Denver Newsroom, Aug 2, 2022 / 05:00 am
For 27 years, the Adorer Handmaids of the Blessed Sacrament and of Charity in Cúcuta, Colombia, have helped some 4,000 women escape human-trafficking networks at the city’s three border crossings to Venezuela.
The Adorer Sisters were founded in the mid-19th century by the Spanish St. María Micaela to help women leave prostitution. The home they run in Cúcuta was established 27 years ago by Sister María Soledad Arias, and it takes in women and adolescents who are victims of sex trafficking.
Although Colombia has eight official crossings with Venezuela — in addition to 74 informal trails — the main point of entry is through Cúcuta, where 94 percent enter on foot.
Consequently, this city is a strategic place to fight against human trafficking, since many women fall victim to these trafficking networks when trying to flee the economic crisis in Venezuela.
In a story posted on the Adorers website, Soledad, who is in charge of the home, said that when she asks “the girls why they came to Colombia,” they answer “because in Venezuela it’s worse.
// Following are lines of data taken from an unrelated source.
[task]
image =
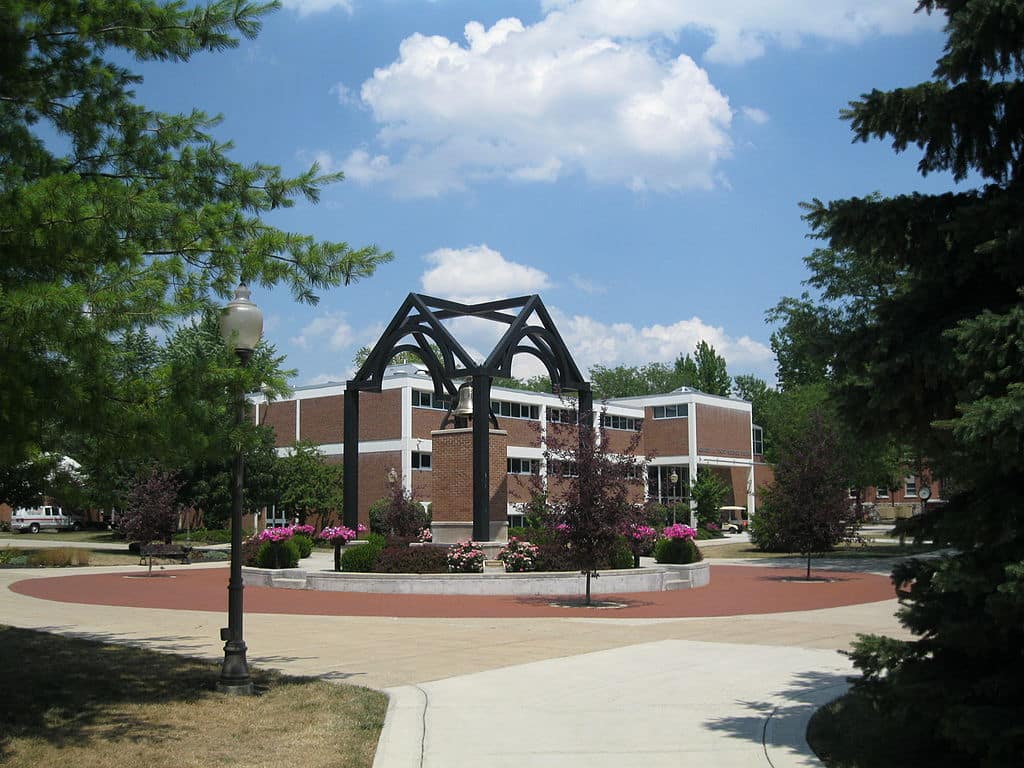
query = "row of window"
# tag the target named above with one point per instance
(429, 399)
(670, 412)
(623, 422)
(881, 492)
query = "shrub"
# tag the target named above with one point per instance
(211, 536)
(766, 529)
(284, 554)
(552, 556)
(464, 557)
(360, 559)
(412, 560)
(518, 556)
(304, 543)
(250, 550)
(397, 514)
(677, 551)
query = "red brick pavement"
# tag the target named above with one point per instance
(733, 591)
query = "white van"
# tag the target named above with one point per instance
(43, 518)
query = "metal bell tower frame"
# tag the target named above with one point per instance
(418, 327)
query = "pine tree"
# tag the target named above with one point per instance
(115, 217)
(924, 338)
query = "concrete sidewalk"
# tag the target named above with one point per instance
(722, 691)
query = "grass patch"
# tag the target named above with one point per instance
(852, 552)
(854, 732)
(741, 550)
(91, 705)
(99, 537)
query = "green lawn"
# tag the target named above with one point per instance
(77, 702)
(99, 537)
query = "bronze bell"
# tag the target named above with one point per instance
(465, 408)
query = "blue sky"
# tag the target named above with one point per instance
(638, 164)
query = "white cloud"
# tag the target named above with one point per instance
(755, 115)
(325, 378)
(478, 273)
(741, 30)
(330, 329)
(593, 342)
(587, 285)
(343, 92)
(305, 7)
(535, 103)
(586, 91)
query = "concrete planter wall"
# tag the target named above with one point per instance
(654, 579)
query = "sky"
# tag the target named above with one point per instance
(638, 164)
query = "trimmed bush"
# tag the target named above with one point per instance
(361, 558)
(278, 554)
(212, 536)
(677, 551)
(621, 557)
(305, 545)
(412, 560)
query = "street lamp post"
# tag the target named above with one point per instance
(674, 478)
(241, 327)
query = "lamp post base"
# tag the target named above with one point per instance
(235, 678)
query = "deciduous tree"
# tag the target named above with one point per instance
(115, 217)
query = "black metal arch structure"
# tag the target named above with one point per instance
(418, 327)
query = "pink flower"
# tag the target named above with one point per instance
(679, 530)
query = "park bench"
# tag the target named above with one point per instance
(166, 551)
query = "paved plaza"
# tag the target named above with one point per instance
(655, 683)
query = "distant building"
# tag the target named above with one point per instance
(683, 430)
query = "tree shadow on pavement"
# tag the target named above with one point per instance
(780, 722)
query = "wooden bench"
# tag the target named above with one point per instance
(166, 551)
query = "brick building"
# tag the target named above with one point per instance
(682, 430)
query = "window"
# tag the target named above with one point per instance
(623, 422)
(562, 416)
(759, 440)
(910, 485)
(523, 466)
(671, 412)
(563, 469)
(429, 399)
(515, 410)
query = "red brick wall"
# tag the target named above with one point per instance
(521, 431)
(425, 421)
(665, 436)
(619, 439)
(373, 478)
(281, 418)
(380, 415)
(322, 419)
(722, 431)
(453, 475)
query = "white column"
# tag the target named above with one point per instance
(407, 437)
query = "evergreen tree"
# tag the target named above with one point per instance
(924, 337)
(116, 217)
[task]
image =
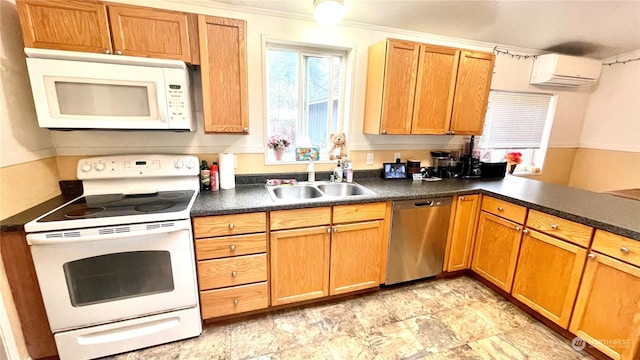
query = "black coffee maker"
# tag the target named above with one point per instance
(470, 165)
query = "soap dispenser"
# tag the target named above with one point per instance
(337, 173)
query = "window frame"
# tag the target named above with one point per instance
(346, 85)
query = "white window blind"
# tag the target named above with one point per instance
(515, 120)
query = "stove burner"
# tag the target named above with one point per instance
(83, 212)
(171, 194)
(154, 206)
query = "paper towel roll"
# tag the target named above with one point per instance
(226, 163)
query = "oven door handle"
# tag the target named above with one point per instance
(101, 234)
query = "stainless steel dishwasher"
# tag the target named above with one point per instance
(418, 238)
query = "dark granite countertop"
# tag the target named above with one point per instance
(600, 210)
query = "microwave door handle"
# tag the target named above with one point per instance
(41, 238)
That they’re driven by hunger; they can’t find anything to give the children to eat; they lack opportunities and work.”
These nuns therefore play an essential role in the liberation of women who want to get their lives back after falling into prostitution and trafficking.
“It’s about alleviating the pain, listening to them, telling them that there is a God who loves them and who manifests himself in the Adorers because we were founded for them,” Soledad explained.
As part of the work to get them out of prostitution, the sisters provide job training to the young women so they can have a source of income.
Through listening centers such as the so-called “Anchor” or “Sparks” workshops, the sisters teach manual labor so the young women can learn a marketable skill to help them start their new life.
Upon completion of the workshop series, the women are given food and personal-hygiene items. Mothers are given supplies to care for their babies.
Workshops include sewing, cosmetology and beauty, corsetry, and jewelry making.
In their online story, the Adorers share the testimony of María Inés Herrero, who was freed from the human-trafficking networks thanks to the nuns and who is now dedicated to repaying that help by working with the sisters to help other young women out of prostitution.
“In 2009 I ended up being tricked by a job they told us about; they took us into prostitution [instead]. Coming to Colombia is hard because you don't have a family, there’s no work, and with time a woman ends up doing things that she doesn’t [think] she’s going to do,” she explained.
Herrero is now a fundamental piece in the work of the Adorers, taking the message of liberation from St. María Micaela to the young women who are on the street in Cúcuta and the surrounding area.
In addition, Herrero notes that along with the manual-labor training, the spiritual life, and the formation she receives from the sisters, she has been able to improve her relationship with her children. And she emphasizes that changing their lives is in the hands of these young women and that the Adorers will give them all the help they need.
“The change is that they begin to study, to make progress in other things, to become independent and not be dependent on other people. The sisters invite all the women who are going through difficult situations to come to the home, because their doors are open to everyone,” Herrero said.